Quant au contingent de miliciens qu’on incorpore annuellement dans les régiments de cavalerie, M. le ministre de la guerre demande 400 hommes ; c’est le chiffre de l’année dernière, c’est aussi celui de cette année ; il ne demande de première mise que pour 400 hommes à incorporer. C’est à peu près douze miliciens chaque année ; en les conservant pendant deux ans, c’est 24 miliciens, et le projet de loi alloue 131 hommes par escadron ; il en reste donc 107 pour les cadres que l’on suppose composés de volontaires, et pour les cavaliers assez nombreux dans cette classe de volontaires.

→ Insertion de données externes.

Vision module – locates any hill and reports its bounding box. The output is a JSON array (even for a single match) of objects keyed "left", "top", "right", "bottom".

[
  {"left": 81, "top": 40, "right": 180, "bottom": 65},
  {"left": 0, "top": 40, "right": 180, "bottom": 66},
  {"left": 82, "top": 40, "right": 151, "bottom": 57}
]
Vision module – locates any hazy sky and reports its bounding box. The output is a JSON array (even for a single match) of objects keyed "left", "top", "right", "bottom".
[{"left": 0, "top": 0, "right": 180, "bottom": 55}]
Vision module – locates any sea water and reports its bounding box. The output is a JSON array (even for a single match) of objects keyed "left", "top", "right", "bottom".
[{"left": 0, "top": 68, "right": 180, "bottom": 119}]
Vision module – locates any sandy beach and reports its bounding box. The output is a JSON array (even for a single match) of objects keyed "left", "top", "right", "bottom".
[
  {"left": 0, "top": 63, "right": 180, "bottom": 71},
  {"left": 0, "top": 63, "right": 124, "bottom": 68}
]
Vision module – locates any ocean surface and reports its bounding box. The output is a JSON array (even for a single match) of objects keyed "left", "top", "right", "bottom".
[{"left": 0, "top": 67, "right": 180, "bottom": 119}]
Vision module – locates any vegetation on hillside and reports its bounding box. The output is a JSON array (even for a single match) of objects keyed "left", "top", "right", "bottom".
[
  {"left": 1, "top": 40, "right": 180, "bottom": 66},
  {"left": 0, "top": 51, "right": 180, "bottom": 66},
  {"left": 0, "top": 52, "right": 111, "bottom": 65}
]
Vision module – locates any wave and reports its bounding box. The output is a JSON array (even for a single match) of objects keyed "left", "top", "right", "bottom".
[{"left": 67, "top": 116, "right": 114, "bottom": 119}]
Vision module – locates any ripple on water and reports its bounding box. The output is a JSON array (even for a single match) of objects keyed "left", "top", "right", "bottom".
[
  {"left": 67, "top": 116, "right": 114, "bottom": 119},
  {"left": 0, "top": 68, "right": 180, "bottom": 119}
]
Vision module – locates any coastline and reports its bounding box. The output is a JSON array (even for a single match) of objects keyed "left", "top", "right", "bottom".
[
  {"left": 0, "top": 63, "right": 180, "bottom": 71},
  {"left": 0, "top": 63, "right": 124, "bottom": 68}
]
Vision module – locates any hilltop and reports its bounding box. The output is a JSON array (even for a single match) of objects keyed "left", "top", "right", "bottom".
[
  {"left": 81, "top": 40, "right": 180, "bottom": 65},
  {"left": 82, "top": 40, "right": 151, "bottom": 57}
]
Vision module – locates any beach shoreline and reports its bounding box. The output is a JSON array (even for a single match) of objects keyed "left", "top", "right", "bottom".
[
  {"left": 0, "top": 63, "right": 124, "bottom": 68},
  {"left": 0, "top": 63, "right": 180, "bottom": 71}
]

Messieurs, je ne m’appesantirai pas davantage sur ces considérations ; je crois que ce que j’ai dit vous démontrera que ce n’est pas dans un esprit d’hostilité, dans un esprit de réaction contre l’armée, que les propositions de la section centrale ont été faites ; mais la section centrale n’a pas cru que la Belgique pût consacrer une somme de 29 millions et demi d’une manière permanente à l’entretien de son armée, et c’est précisément en vue de cette permanence, de cet état normal que M. le ministre prétend établir que les réductions ont été proposées. J’ai dit qu’il n’y avait aucun esprit d’hostilité contre les officiers, et quantité d’anciens militaires que j’ai vus m’ont affirmé que la condition que nous leur faisons était telle, qu’il était à craindre que si on devait l’accorder à tous ceux qui la demanderaient, nous ne conservassions pas le nombre d’officiers qui nous sont indispensables.

J’attendrai, pour parler ultérieurement sur le projet de la section centrale, et sur celui de M. le ministre de la guerre, que de nouvelles observations soient présentées, et je tâcherai de les rencontrer.

Un mot seulement pour ce qu’a dit l’honorable M. Verhaegen, non pas sur notre prétendue prodigalité envers des établissements religieux. Je suis fâché que, suivant son habitude, il ait gâté son discours auquel je me serais associé bien volontiers, dans les sentiments de reconnaissance qu’il exprime vis-à-vis de l’armée, en y mêlant des choses qui devaient y être tout à fait étrangères.

Je ferai observer à l’honorable M. Verhaegen, que c’est par ignorance de la matière qui n’est pas du tout dans ses habitudes, qu’il nous a dit que l’organisation devait se combiner avec les règlements. Comme j’ai eu l’honneur de vous le dire, nous avons pris pour base le huitième de l’armée française. Ce que nous avons de règlements, nous les avons empruntés à la France. Pour le service de l’infanterie, l’organisation telle qu’elle existe, est quasi impraticable avec la division des bataillons en 6 compagnies. En France, le bataillon a 8 compagnies, et 2 compagnies forment une division à la manœuvre ; quand nous n’aurons que 4 compagnies, chaque compagnie formera une division, et nous pourrons manœuvrer sans nulle difficulté avec les règlements français.

Nous avons emprunté le règlement français de 1829 sur la cavalerie, et depuis le 9 mars 1834, les régiments français sont réduits à cinq escadrons comme le propose le projet de la section centrale. Quant au règlement sur l’artillerie, je ne le connais pas, mais je suppose que pour l’artillerie comme pour autre chose, on a emprunté les règlements français ; et nous pouvons fort bien manœuvrer avec les règlements français, en les adoptant pour notre artillerie.

Quant au service en campagne, il est tout à fait étranger à l’organisation, et le règlement en est encore emprunté à la France. Pour ce qui concerne le service intérieur, nous n’avons que des règlements surannés qui datent de l’an III de la république française. (A demain ! à demain !)

- La séance est levée à 4 1/2 heures.